Have you ever wondered how accurate AI-generated text really is? While ChatGPT has amazed us all with its depth of knowledge and fluency in responses, there’s one major issue holding it back: hallucinations.
Hallucinations, a term coined by Google AI researchers in 2018, refer to mistakes in AI-generated text that are plausible but incorrect or nonsensical. The AI system produces content that looks great but cannot be trusted, creating challenges for applications like OpenAI’s Codex or Github’s Copilot in generating code.
Even high school students have to be cautious when using ChatGPT for book reports or essays, as they may contain erroneous “facts.”
Leading AI Researchers Disagree on Hallucinations
As reported in IEEE Spectrum, OpenAI’s Chief Scientist, Ilya Sutskever, believes that hallucinations can be eliminated over time by improving reinforcement learning with human feedback (RLHF), a technique pioneered by OpenAI and Google’s DeepMind. The iterative process of RLHF involves a human evaluator checking ChatGPT’s responses and updating the AI model based on their feedback.
Deep learning pioneer Yann LeCun has argued that there’s a more fundamental flaw causing hallucinations. He believes large language models (LLMs) need to learn from observation to acquire nonlinguistic knowledge, which is essential for understanding the underlying reality of language.
“Large language models have no idea of the underlying reality that language describes,” Lecun is quoted as saying in the IEEE article. “There is a limit to how smart they can be and how accurate they can be because they have no experience of the real world.”
Sutskever, on the other hand, argues that text already contains all the necessary knowledge about the world. He believes abstract ideas can still be learned from text, given the billions of words used to train LLMs like ChatGPT: “Our pretrained models already know everything they need to know about the underlying reality,” he said.

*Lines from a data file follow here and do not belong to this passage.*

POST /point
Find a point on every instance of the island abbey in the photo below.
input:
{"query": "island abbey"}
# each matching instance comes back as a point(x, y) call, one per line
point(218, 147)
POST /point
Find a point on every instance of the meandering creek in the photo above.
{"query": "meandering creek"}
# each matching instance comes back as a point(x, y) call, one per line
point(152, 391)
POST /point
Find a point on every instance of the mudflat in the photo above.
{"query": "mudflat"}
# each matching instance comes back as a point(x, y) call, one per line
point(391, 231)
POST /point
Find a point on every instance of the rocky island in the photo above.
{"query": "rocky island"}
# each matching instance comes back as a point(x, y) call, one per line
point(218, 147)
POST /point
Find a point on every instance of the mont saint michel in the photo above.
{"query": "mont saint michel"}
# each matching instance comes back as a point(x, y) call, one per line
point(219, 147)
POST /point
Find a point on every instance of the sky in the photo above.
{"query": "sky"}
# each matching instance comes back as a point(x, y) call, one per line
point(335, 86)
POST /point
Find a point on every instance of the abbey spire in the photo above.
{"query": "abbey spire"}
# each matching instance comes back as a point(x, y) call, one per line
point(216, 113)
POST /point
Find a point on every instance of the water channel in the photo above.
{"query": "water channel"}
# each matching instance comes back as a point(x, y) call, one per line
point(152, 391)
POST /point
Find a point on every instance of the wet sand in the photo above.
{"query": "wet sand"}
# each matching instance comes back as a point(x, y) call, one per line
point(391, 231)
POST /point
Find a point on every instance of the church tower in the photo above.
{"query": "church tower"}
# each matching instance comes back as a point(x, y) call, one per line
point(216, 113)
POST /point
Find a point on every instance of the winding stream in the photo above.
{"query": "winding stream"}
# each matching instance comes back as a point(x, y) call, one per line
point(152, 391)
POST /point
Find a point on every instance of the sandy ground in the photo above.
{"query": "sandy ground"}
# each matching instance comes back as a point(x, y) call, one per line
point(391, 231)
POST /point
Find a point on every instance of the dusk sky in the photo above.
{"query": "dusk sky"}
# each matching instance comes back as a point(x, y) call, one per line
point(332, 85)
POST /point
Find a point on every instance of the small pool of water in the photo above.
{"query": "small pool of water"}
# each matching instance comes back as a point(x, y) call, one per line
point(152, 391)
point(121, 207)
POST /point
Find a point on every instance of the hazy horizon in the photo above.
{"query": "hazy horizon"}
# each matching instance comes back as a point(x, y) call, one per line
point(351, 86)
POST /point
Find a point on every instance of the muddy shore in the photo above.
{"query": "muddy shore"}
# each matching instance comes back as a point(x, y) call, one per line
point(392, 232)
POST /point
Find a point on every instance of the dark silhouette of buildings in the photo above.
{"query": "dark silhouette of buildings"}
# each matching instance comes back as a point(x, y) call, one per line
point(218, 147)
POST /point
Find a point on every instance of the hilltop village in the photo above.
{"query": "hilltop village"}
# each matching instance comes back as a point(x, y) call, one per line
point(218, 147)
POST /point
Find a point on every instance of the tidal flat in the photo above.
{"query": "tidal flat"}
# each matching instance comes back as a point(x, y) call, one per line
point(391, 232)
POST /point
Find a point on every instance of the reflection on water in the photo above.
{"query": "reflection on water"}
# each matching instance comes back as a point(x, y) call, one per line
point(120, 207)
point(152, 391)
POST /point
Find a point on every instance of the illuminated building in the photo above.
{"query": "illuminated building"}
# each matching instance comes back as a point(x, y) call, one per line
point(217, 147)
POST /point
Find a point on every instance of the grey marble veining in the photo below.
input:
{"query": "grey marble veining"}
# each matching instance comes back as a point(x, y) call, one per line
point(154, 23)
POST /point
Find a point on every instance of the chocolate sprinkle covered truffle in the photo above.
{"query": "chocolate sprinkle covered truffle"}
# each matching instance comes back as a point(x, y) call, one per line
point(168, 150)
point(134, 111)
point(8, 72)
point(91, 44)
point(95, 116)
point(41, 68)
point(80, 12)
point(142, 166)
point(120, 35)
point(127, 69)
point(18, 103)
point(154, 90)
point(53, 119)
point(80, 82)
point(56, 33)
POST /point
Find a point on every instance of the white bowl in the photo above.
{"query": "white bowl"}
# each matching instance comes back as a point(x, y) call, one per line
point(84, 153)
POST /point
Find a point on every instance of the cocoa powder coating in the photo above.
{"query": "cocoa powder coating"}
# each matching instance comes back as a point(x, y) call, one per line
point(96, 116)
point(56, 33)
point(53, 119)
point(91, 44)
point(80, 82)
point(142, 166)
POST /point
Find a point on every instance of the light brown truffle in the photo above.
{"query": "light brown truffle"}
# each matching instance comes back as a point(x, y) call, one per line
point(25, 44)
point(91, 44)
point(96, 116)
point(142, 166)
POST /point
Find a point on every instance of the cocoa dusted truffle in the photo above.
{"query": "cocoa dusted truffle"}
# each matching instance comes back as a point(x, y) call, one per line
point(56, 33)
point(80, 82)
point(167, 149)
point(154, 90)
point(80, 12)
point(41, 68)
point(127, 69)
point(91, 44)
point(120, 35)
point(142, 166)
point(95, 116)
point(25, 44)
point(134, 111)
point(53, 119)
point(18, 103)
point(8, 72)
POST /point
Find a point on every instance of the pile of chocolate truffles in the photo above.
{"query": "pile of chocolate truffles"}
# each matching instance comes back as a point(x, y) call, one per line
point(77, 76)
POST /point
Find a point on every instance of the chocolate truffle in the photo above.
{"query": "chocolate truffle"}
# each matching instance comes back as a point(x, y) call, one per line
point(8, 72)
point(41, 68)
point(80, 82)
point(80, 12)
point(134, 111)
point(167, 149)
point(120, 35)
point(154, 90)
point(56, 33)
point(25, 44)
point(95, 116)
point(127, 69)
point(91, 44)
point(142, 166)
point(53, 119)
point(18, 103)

Mathew Lodge, CEO of Diffblue, reportedly thinks problems can be more accurately solved by “traditional” ML reinforcement learning systems than LLMs at a fraction of the cost, especially when dealing with complex, error-prone tasks. Many engineers have since come to agree that LLMs are best used when errors and hallucinations are not high impact.
It remains to be seen if RLHF can eliminate hallucinations in LLMs. In the meantime, the usefulness of these models in generating precise outputs is still limited.

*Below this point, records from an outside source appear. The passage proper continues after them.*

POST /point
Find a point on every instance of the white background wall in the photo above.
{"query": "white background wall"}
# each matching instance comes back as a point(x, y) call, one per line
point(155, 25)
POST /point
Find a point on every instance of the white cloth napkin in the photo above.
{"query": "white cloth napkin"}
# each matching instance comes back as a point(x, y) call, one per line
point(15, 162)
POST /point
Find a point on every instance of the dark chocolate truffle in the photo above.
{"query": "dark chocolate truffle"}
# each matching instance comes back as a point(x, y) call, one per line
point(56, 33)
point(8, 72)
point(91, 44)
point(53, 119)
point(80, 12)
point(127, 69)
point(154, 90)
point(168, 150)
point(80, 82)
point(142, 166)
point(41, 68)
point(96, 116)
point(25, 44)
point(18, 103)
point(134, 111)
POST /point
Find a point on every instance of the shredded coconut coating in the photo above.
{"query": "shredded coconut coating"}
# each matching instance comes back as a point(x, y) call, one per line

Sutskever remains optimistic, believing that improved generative models will have a deep understanding of the world as seen through the lens of text.
Updated 5/27/2025
Since that interview, the most effective safeguard has been retrieval‑augmented generation (RAG). That’s where a model is forced to ground each answer in a small bundle of documents pulled from an external search.
Enterprise teams that swapped “pure” GPT outputs for a RAG pipeline reported double‑digit drops in error rates, and researchers found the same in controlled tests. The idea has become mainstream. Microsoft, Google, Amazon, Nvidia, and Cohere all ship RAG toolkits, and Patrick Lewis (one of the original RAG authors) now leads a group at Cohere focused on source‑cited responses.
Nvidia’s Jensen Huang even called hallucinations “very solvable” once RAG is in the loop.
A second line of defense is self‑reflection. After drafting an answer, the model is prompted to critique its own reasoning and regenerate anything it flags as dubious. An EMNLP 2023 paper showed that a single reflection pass cut false statements in medical Q & A by more than 30 percent.
External tool calling attacks the same problem from another angle. A Meta AI research model called Toolformer (pdf paper here) showed that letting an LLM delegate math, code execution, or search queries to specialized APIs noticeably trimmed hallucinations, especially in numeric or domain‑specific answers. Follow‑up work on “reliability alignment” teaches models to decide when a tool call is actually needed, further reducing mistaken invocations.
Finally – and this might be one of the bigger developments in reliability of LLMs in terms of practical applications – developers are taming free‑form text with hard output constraints. By providing a JSON schema or function signature in the system prompt and refusing anything that violates it, applications can reject or auto‑repair ill‑formed content.